Daniel Bell was professor of Social Sciences at Harvard and a (neo) Marxist, and in the world I came from, liberal as it was, this was like being a heretic in the Vatican. In my family, social change was extremely important, but it had been made possible, everybody knew, by the 30-year post war economic boom, that had made the United States the wealthiest and most powerful country in the world.
With all its flaws (said without a hint of irony), American democratic capitalism was the best system in the world, the one everyone not living in it was struggling to emulate.
That was, of course, before everything started to fall apart, before the 1970s oil shocks, the run away inflation, the spiraling interest rates and the Reagan-Thatcher mantra of deregulation that dismantled the restraints on the Anglo-American free-marketeers and paved the way for the financial crisis of 2008.
And of course the painful clarity of hindsight in 2011.
Bell’s profound insight was that cultures, like people, generally muddle through with their collective heads full of cognitive dissonance, with belief systems that conflict, yet reside more or less placidly side-by-side.
The pictures of reality societies draw for themselves are selective and tidy, and even inspiring, but very incomplete.

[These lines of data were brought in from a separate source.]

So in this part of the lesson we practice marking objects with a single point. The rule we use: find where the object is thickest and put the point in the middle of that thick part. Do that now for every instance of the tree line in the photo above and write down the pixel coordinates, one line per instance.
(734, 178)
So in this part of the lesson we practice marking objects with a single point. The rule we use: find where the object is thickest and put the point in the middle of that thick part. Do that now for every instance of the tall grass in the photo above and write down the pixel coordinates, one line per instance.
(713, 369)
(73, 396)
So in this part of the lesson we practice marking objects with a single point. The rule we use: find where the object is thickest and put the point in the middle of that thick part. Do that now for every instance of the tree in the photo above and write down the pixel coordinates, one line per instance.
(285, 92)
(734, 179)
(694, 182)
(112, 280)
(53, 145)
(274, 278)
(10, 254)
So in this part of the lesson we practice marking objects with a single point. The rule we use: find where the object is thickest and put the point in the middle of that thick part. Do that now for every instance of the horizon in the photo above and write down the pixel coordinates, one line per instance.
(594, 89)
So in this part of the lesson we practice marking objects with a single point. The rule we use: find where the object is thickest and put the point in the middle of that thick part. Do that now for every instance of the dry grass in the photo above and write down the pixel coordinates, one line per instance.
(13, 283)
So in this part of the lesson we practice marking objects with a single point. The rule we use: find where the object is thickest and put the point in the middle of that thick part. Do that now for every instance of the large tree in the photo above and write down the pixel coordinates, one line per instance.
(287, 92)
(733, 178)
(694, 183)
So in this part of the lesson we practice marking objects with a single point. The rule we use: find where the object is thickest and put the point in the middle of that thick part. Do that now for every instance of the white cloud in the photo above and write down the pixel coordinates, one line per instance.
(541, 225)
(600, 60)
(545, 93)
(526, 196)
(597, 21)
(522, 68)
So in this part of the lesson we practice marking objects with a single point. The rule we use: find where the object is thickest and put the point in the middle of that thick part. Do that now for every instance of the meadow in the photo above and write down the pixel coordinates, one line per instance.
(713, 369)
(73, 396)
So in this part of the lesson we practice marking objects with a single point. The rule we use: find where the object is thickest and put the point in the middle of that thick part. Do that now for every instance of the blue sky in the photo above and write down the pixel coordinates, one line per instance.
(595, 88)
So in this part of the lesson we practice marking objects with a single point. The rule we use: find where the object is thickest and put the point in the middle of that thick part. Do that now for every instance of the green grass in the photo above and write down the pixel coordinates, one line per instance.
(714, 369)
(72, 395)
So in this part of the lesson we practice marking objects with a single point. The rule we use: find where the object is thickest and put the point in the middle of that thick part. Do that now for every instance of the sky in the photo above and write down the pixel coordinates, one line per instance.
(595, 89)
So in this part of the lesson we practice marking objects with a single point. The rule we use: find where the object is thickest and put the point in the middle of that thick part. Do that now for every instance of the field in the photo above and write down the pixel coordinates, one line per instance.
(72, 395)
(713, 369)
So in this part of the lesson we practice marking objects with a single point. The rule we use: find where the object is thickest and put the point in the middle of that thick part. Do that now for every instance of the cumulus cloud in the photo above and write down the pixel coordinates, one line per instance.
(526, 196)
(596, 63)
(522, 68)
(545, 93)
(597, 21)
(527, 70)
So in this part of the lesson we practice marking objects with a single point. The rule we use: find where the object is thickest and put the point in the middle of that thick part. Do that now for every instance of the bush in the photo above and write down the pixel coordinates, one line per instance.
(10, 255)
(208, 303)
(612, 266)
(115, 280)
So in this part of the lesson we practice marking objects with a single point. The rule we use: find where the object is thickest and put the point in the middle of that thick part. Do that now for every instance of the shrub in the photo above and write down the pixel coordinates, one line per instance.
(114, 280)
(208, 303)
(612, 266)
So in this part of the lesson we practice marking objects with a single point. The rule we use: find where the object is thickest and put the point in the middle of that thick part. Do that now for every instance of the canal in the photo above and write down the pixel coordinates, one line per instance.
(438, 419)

Bell saw three central contradictions: first, the tension between asceticism and acquisitiveness (the values of hard work and delayed gratification vs. self-indulgence and consumerism); second, the pull between bourgeois society and modernism; and third, the separation of law from morality.
The first read like a users manual for the mixed messages of my childhood, while helping me pick my way through the perils of the counter culture; and the second gave voice to my dismay with the soullessness of modernism, with Bauhaus architecture ("Whereas Mies van der Rohe had proclaimed that ‘Less is more’," commented Bell, "Robert Venturi retorted ‘Less is boring!’ ") and atonal music ("that nobody could listen to").
And while all of this is compelling, it is the third, then and now, that resonates the most. In the separation of law from morality, Bell described an America where "the market has become the arbiter of all economic and even social relations, and the priority of legal rights of ownership and property [prevail] over all other claims, even [those] of a moral nature."
A separation of law from morality? This is not how Americans thought of their system – we had long seen ourselves as "the good guys," a just nation, who stood on the moral high ground as a model for the world.
Yet Bell’s logic was hard to challenge: From a separation of church and state, and the cherished value of privacy – to be free from government intrusion – and a belief that no single group should have the right to impose its morality on the entire society, we had developed an adversary legal system that insists not on the ideal of justice, but only the better argument…
And a society whose values are set by the market.
Morality has to come from culture, if it comes at all. But when that culture is a value-free version of capitalism, Bell saw grave danger, asking, "Can we set a limit to hubris?"
Wouldn’t it be great if we listened to him now.